Réforme à la City : une ambition britannique face à la montée en puissance de Paris ?
par Thomas Hornus, Associé chez Euroland Corporate
Dans son discours du 15 juillet 2025, Rachel Reeves, ministre britannique des Finances a lancé les « Réformes de Leeds » (cf. article Les Échos du 15 juillet 2025 : Le Royaume-Uni lance sa grande réforme de la City), une série de mesures relatives aux services financiers et visant à redynamiser la City de Londres, pilier historique de l’économie britannique.
Comment ces initiatives se positionnent-elles face à la montée en puissance de la place financière de Paris, qui ambitionne elle aussi de devenir un hub incontournable en Europe ?
Une ambition forte pour la City
Rachel Reeves a dévoilé ce qu’elle qualifie de « plus importante série de réformes des services financiers depuis une décennie » pour le Royaume-Uni. L’objectif est clair : stimuler la croissance économique en libérant le potentiel du secteur financier, qui représente 9 % du PIB britannique et emploie 1,2 million de personnes. Parmi les mesures phares, on note une simplification des prospectus pour les émissions d’actions, une incitation des particuliers à investir en actions via des campagnes publicitaires, un assouplissement des règles prudentielles pour les petites banques, et une facilitation de l’accès aux prêts immobiliers. La ministre veut ainsi alléger une régulation, héritage de la crise de 2008, jugée trop restrictive.
Ces réformes s’inscrivent dans un contexte économique fragile, avec une contraction de l’économie britannique pour le deuxième mois consécutif en mai 2025. Cette dérégulation ciblée a pour objectifs d’attirer les entreprises internationales et de redonner du souffle à la City et comprend notamment :
le relèvement du seuil des actifs pour les exigences de fonds propres permettant aux petites banques de gagner en flexibilité, tout en maintenant des garde-fous, et
le report de l’application des règles de Bâle III à 2028 pour les activités de trading, délais adoptés par les États-Unis et l’Union européenne.
Paris, une concurrente qui ne dort pas
Si Londres cherche à consolider son statut de leader mondial, Paris n’est pas en reste. Depuis le Brexit, la capitale française a su tirer son épingle du jeu pour devenir une place financière de premier plan en Europe. Avec des incitations fiscales attractives, une régulation modernisée et des investissements massifs dans les infrastructures, Paris a attiré de nombreuses institutions financières, notamment des banques d’investissement et des gestionnaires d’actifs.
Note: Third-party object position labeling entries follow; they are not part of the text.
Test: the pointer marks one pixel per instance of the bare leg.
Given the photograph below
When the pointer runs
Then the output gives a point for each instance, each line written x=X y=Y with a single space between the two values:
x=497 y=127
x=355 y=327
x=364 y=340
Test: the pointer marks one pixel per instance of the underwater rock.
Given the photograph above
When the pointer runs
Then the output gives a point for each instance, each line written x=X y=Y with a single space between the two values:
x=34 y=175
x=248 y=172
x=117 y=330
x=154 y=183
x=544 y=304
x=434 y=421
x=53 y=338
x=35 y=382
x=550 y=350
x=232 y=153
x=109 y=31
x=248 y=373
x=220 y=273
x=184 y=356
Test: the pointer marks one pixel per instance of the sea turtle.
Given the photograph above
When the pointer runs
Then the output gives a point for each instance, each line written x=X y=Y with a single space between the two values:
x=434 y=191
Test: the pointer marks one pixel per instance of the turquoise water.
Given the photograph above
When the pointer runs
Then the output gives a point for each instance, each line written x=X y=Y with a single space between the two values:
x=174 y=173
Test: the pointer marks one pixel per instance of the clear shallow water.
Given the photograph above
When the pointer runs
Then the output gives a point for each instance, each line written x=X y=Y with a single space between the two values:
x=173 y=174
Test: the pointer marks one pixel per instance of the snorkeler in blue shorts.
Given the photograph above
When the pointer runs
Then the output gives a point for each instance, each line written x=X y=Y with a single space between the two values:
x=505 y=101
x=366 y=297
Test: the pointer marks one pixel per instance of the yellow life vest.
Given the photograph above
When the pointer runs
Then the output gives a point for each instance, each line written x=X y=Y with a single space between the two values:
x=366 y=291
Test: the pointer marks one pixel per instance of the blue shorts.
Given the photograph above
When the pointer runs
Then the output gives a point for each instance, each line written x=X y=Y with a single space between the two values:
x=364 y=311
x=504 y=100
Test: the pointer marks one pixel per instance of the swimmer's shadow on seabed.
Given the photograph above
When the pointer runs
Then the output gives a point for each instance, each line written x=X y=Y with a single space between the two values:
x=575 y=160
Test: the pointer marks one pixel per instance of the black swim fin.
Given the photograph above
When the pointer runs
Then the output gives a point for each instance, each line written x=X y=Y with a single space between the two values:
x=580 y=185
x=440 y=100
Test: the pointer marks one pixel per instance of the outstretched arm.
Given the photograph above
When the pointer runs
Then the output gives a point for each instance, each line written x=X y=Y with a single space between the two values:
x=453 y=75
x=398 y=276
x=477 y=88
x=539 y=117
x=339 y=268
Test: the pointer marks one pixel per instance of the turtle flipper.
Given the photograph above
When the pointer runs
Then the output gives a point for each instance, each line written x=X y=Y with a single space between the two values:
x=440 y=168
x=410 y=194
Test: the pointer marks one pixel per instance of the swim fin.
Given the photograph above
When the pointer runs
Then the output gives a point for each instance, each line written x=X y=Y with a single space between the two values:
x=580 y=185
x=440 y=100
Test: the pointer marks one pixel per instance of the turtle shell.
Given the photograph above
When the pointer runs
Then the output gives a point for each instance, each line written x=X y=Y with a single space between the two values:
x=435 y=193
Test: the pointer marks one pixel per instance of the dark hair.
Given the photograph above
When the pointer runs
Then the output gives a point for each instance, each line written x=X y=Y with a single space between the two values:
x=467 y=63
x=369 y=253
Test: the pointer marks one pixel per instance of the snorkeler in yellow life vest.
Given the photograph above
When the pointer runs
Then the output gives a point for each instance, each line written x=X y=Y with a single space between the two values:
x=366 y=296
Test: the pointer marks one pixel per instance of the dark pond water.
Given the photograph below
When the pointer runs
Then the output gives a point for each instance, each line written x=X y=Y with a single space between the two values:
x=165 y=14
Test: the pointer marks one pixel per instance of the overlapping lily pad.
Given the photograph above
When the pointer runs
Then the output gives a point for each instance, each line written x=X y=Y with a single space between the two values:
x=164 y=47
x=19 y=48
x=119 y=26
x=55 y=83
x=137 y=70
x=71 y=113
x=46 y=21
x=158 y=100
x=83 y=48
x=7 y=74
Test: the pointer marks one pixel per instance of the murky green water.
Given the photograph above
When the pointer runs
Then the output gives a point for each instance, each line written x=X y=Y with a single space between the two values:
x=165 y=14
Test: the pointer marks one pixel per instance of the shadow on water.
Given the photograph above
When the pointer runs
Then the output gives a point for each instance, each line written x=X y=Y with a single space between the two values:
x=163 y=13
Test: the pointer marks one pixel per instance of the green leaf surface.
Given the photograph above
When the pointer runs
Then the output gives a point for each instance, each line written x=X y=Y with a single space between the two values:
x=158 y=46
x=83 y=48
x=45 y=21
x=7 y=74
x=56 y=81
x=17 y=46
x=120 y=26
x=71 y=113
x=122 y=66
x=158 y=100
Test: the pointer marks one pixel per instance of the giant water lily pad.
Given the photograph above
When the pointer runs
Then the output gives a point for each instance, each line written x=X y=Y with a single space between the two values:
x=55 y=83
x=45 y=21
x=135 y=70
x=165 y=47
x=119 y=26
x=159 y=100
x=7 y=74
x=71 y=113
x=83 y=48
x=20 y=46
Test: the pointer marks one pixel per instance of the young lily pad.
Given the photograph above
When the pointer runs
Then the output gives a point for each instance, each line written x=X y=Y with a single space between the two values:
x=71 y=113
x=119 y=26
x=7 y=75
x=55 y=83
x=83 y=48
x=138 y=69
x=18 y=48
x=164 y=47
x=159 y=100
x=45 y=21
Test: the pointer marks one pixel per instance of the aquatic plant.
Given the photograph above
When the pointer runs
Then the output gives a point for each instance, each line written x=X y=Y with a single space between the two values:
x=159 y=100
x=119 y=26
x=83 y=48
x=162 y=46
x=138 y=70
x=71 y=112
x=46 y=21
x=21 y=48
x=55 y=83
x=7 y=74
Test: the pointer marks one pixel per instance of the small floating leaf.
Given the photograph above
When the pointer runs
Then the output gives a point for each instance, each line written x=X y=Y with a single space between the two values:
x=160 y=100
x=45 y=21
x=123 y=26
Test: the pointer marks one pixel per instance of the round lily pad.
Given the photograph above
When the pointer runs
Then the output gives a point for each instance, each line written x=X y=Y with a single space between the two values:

La France a misé sur une approche différente : plutôt que de déréguler à tout-va, elle a renforcé l’attractivité de sa place financière par une simplification administrative et une communication proactive auprès des investisseurs internationaux. Facilité d’installation des entreprises étrangères, réformes fiscales, et finance durable rendent Paris plus compétitive.
Un parallèle riche d’enseignements
D’un côté, la City, forte de son histoire et de son rayonnement mondial, opte pour une stratégie de dérégulation audacieuse, prenant le risque de fragiliser la stabilité financière pour relancer la croissance. De l’autre, Paris adopte une approche plus équilibrée, combinant attractivité fiscale, simplification administrative et leadership dans la finance verte. Si Londres mise sur la prise de risque, Paris joue la carte de la stabilité et de l’innovation, deux approches qui reflètent des philosophies différentes face à un même défi : rester compétitif dans un monde post-Brexit.
Un point commun émerge toutefois : l’importance accordée aux investisseurs individuels
à Londres, Rachel Reeves envisage des campagnes publicitaires pour inciter les Britanniques à investir en actions,
à Paris, des dispositifs comme le PEA et des campagnes éducatives menées par l’Autorité des Marchés Financiers visent également à dynamiser l’investissement des particuliers.
Cette convergence montre que les deux places financières reconnaissent le potentiel des retail investors pour stimuler leurs marchés de capitaux.
Les défis à venir
Pour Londres, le pari de Rachel Reeves est risqué. En assouplissant les règles prudentielles, elle doit éviter un retour aux excès d’avant 2008, tout en répondant aux pressions fiscales qui pourraient décourager les investisseurs étrangers.
Paris, quant à elle, doit continuer à prouver qu’elle peut rivaliser avec la profondeur et la liquidité des marchés londoniens, tout en capitalisant sur son positionnement européen. Les deux places financières se livrent à une course où l’équilibre entre croissance et stabilité sera déterminant.
Alors que Londres cherche à redevenir la « destination numéro un » des services financiers d’ici 2035, Paris avance ses pions avec une stratégie qui combine attractivité et durabilité. Une chose est sûre : dans cette compétition mondiale, les investisseurs, qu’ils soient institutionnels ou particuliers, auront un rôle clé à jouer.